Tuesday, January 24, 2017

The Judge by Randy Singer

Published: August 2012
440 pages

About the Book:


Previously published as The Cross Examination of Oliver Finney. When a brilliant billionaire is diagnosed with inoperable brain cancer, he realizes that all his considerable wealth cannot prepare him to meet his Maker. But he has an idea that might: he will stage the ultimate reality show. With his true agenda hidden, he auditions followers from all the world’s major religions, inviting them to the trial of their lives on a remote island, where they must defend their beliefs against spiritual challenges.

Oliver Finney, a feisty old judge with his own secrets, is chosen to defend Christianity. As the program takes a strange twist, he quickly realizes he is trapped in a game of deadly agendas that may cost him his life. With Internet access monitored, Finney sends coded messages to his law clerk, Nikki Moreno. Aided by a teen crypto-geek, Nikki soon discovers the key to understanding Finney’s clues in an apologetics book Finney wrote and must race against time to decipher the mysteries contained in the ancient words of Christ before her boss dies defending them.


My Rating & Thoughts:     🌟 🌟 🌟 🌟 (4 stars)

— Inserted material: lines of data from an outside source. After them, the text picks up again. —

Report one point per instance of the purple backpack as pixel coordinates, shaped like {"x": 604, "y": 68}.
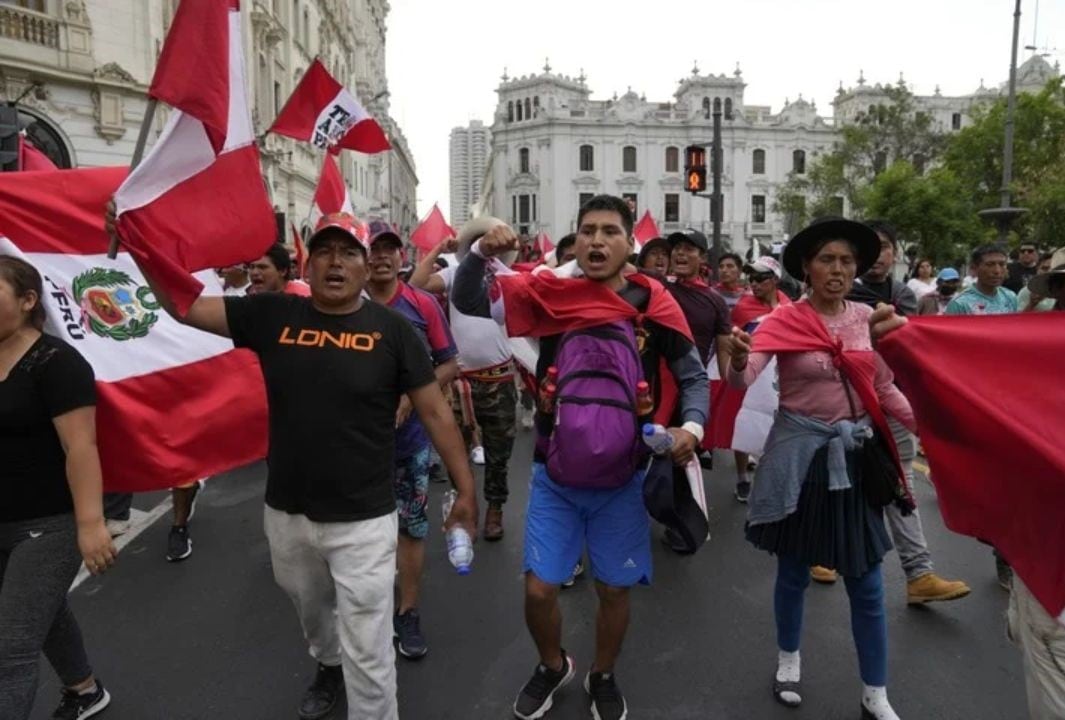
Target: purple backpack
{"x": 595, "y": 440}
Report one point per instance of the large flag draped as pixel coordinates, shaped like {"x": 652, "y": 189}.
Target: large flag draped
{"x": 323, "y": 113}
{"x": 197, "y": 200}
{"x": 431, "y": 231}
{"x": 174, "y": 404}
{"x": 987, "y": 393}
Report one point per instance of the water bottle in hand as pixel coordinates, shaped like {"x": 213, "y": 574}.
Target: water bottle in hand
{"x": 657, "y": 438}
{"x": 459, "y": 543}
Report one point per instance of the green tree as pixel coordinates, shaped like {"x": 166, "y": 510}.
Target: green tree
{"x": 975, "y": 157}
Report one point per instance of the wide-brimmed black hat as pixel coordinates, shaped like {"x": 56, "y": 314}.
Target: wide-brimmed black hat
{"x": 865, "y": 240}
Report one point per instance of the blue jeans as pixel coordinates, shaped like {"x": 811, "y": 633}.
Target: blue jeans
{"x": 868, "y": 620}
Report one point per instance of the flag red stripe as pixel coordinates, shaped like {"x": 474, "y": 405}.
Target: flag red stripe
{"x": 232, "y": 190}
{"x": 192, "y": 435}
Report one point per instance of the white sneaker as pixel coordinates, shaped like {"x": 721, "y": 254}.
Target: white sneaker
{"x": 116, "y": 527}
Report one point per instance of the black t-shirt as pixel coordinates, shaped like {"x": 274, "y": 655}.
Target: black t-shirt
{"x": 333, "y": 383}
{"x": 50, "y": 380}
{"x": 706, "y": 312}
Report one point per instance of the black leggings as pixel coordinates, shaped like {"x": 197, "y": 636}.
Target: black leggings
{"x": 38, "y": 560}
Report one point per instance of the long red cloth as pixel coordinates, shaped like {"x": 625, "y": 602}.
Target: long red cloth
{"x": 544, "y": 305}
{"x": 798, "y": 328}
{"x": 988, "y": 395}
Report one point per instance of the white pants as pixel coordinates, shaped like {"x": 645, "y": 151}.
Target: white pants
{"x": 1042, "y": 641}
{"x": 340, "y": 576}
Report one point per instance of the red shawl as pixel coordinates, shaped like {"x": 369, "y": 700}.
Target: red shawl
{"x": 988, "y": 395}
{"x": 799, "y": 328}
{"x": 544, "y": 305}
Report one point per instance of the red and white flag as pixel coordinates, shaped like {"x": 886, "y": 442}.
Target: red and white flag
{"x": 431, "y": 231}
{"x": 198, "y": 200}
{"x": 544, "y": 244}
{"x": 174, "y": 404}
{"x": 645, "y": 229}
{"x": 322, "y": 112}
{"x": 331, "y": 195}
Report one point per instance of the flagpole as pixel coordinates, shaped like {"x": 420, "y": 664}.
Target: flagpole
{"x": 142, "y": 140}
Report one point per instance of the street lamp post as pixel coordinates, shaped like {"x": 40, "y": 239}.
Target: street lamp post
{"x": 1005, "y": 214}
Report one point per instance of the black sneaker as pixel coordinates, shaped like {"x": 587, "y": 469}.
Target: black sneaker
{"x": 607, "y": 701}
{"x": 320, "y": 699}
{"x": 577, "y": 571}
{"x": 407, "y": 628}
{"x": 179, "y": 545}
{"x": 75, "y": 706}
{"x": 538, "y": 694}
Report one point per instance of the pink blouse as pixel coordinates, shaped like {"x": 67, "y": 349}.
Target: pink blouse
{"x": 812, "y": 386}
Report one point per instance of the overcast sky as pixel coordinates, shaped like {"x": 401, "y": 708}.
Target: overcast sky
{"x": 445, "y": 58}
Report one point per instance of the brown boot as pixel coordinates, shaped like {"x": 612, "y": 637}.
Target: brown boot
{"x": 493, "y": 523}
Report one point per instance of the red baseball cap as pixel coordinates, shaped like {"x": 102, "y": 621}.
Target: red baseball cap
{"x": 346, "y": 223}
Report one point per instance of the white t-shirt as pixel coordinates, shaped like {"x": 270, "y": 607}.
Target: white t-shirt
{"x": 481, "y": 342}
{"x": 920, "y": 288}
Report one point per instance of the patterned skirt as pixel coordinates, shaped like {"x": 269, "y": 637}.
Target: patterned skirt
{"x": 837, "y": 529}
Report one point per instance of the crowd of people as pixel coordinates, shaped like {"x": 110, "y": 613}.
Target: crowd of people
{"x": 624, "y": 339}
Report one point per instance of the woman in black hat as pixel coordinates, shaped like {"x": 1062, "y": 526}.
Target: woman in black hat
{"x": 810, "y": 505}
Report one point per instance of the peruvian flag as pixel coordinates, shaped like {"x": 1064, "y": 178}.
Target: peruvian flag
{"x": 174, "y": 404}
{"x": 645, "y": 229}
{"x": 323, "y": 113}
{"x": 431, "y": 231}
{"x": 198, "y": 200}
{"x": 331, "y": 195}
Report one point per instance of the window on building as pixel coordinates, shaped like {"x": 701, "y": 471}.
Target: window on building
{"x": 758, "y": 162}
{"x": 587, "y": 158}
{"x": 672, "y": 209}
{"x": 672, "y": 160}
{"x": 757, "y": 208}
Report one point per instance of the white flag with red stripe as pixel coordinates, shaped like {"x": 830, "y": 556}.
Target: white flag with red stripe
{"x": 198, "y": 199}
{"x": 174, "y": 404}
{"x": 322, "y": 112}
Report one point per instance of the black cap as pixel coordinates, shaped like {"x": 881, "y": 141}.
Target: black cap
{"x": 689, "y": 235}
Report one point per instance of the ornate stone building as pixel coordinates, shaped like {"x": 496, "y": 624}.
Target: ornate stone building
{"x": 553, "y": 146}
{"x": 79, "y": 70}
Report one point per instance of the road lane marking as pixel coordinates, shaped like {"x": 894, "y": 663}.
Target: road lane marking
{"x": 140, "y": 521}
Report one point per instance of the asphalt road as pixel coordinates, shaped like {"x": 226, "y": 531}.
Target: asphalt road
{"x": 213, "y": 637}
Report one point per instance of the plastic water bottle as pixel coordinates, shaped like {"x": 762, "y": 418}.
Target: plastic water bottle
{"x": 459, "y": 543}
{"x": 657, "y": 438}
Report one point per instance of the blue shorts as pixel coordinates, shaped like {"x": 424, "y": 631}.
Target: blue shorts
{"x": 612, "y": 524}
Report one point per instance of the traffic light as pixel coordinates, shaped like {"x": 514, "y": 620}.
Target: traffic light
{"x": 9, "y": 138}
{"x": 694, "y": 168}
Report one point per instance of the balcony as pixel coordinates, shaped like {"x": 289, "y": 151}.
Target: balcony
{"x": 27, "y": 26}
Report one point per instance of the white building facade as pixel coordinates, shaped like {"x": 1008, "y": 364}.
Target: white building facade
{"x": 80, "y": 70}
{"x": 469, "y": 150}
{"x": 553, "y": 147}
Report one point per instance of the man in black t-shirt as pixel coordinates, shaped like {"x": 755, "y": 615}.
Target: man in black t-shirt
{"x": 334, "y": 367}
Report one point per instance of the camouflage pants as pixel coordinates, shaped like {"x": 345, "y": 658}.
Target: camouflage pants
{"x": 494, "y": 410}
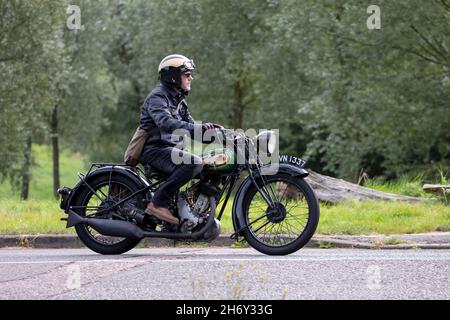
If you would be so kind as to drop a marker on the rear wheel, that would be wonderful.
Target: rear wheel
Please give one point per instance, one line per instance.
(288, 223)
(108, 191)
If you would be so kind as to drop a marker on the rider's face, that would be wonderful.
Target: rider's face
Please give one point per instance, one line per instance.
(186, 79)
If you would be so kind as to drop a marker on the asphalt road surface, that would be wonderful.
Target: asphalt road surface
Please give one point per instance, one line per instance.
(224, 273)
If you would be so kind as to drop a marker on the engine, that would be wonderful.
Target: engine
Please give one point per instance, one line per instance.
(193, 205)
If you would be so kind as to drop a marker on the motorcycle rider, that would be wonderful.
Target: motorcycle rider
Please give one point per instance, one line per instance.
(165, 110)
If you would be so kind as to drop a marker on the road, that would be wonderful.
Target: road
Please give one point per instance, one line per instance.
(224, 273)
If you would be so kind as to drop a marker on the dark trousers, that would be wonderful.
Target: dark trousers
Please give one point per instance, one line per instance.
(167, 159)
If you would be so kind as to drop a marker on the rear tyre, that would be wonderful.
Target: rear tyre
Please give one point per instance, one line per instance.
(110, 190)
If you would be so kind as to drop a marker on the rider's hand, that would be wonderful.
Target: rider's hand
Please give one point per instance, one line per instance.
(207, 126)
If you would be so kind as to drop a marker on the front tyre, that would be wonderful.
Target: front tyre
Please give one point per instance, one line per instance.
(288, 223)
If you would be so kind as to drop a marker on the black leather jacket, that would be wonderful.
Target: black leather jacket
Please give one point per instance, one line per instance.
(164, 110)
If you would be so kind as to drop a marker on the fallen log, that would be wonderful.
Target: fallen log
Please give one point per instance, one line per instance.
(334, 190)
(437, 189)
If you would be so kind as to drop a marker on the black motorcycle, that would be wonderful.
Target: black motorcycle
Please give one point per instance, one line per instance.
(277, 214)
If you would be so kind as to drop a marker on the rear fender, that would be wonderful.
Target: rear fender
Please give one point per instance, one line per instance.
(107, 170)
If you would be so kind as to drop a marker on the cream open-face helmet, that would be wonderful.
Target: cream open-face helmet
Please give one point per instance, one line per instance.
(171, 67)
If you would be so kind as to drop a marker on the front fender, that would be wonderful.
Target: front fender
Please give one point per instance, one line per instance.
(106, 170)
(283, 168)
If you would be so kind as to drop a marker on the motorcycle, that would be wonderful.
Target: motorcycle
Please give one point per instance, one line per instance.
(277, 214)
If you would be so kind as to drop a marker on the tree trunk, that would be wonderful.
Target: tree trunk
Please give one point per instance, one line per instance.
(332, 190)
(238, 106)
(55, 150)
(26, 171)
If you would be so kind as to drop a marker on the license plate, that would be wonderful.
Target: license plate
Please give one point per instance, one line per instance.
(296, 161)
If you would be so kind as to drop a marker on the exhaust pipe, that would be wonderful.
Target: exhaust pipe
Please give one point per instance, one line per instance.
(106, 227)
(117, 228)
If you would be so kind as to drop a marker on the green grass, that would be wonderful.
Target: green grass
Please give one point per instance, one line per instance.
(41, 185)
(41, 213)
(405, 185)
(383, 217)
(31, 217)
(352, 218)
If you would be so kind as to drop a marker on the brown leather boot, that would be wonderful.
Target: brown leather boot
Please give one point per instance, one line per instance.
(161, 213)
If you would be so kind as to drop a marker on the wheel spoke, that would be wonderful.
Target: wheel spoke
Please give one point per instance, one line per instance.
(279, 230)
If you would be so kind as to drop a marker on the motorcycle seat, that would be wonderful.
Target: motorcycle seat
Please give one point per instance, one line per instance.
(152, 172)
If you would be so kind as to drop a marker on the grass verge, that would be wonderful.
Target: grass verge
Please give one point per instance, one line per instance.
(351, 218)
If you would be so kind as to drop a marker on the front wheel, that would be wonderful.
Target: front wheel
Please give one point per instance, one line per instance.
(283, 217)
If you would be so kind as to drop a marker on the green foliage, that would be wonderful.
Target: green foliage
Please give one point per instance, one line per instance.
(344, 97)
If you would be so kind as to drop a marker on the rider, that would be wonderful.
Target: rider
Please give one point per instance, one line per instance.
(165, 110)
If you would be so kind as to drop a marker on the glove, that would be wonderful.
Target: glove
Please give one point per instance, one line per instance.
(207, 126)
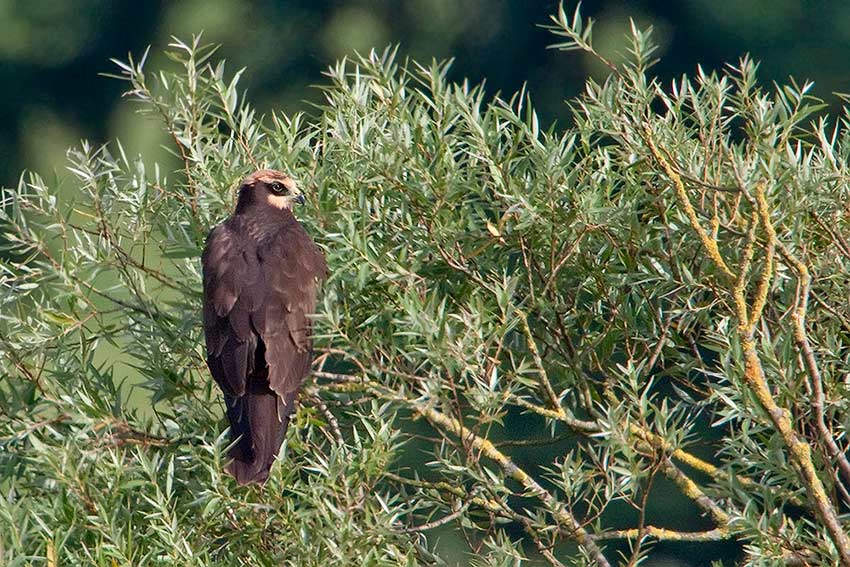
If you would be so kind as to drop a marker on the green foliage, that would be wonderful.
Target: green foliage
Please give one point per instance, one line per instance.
(526, 331)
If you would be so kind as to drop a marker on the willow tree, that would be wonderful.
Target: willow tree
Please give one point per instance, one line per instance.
(535, 342)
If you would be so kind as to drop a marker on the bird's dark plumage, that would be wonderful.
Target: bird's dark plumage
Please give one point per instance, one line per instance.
(261, 272)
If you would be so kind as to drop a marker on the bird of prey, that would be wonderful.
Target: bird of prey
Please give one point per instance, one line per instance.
(261, 271)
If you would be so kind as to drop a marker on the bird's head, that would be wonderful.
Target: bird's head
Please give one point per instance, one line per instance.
(271, 187)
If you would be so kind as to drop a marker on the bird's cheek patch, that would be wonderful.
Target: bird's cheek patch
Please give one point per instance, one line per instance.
(280, 201)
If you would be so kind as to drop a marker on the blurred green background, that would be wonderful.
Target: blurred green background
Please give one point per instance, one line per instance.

Story began by giving the reader a glimpse into thoughts of the patient, the assassin and of course the judge. I found the story started suspenseful, with me trying to figure out who the patient and assassin where as the story progressed and trying to figure out how all the characters introduced connected. The story did slow down a bit in the middle for me, with all the talk about the coding and ciphers, but wow did it ever become tense with suspense the closer it got to the end. There was a lot of stuff packed into this story - defending religious faith on a reality show, an assassin, terminal illness, revenge, coding and ciphers, relationships, reading people and self-sacrifice. I was suspicious of a few people and it turned out I was right on a couple but was surprised on a few too. I really liked Judge Finney and enjoyed the way he defended his Christian faith. I admired that he was presented as a strong character but was not perfect. The other character I liked was Nicki even though she didn't share Finney's beliefs she respected him and was willing to go the distance for him. I shed some tears at the ending but felt it was fitting. I think this was an unique way of sharing about Christian beliefs and was very well done.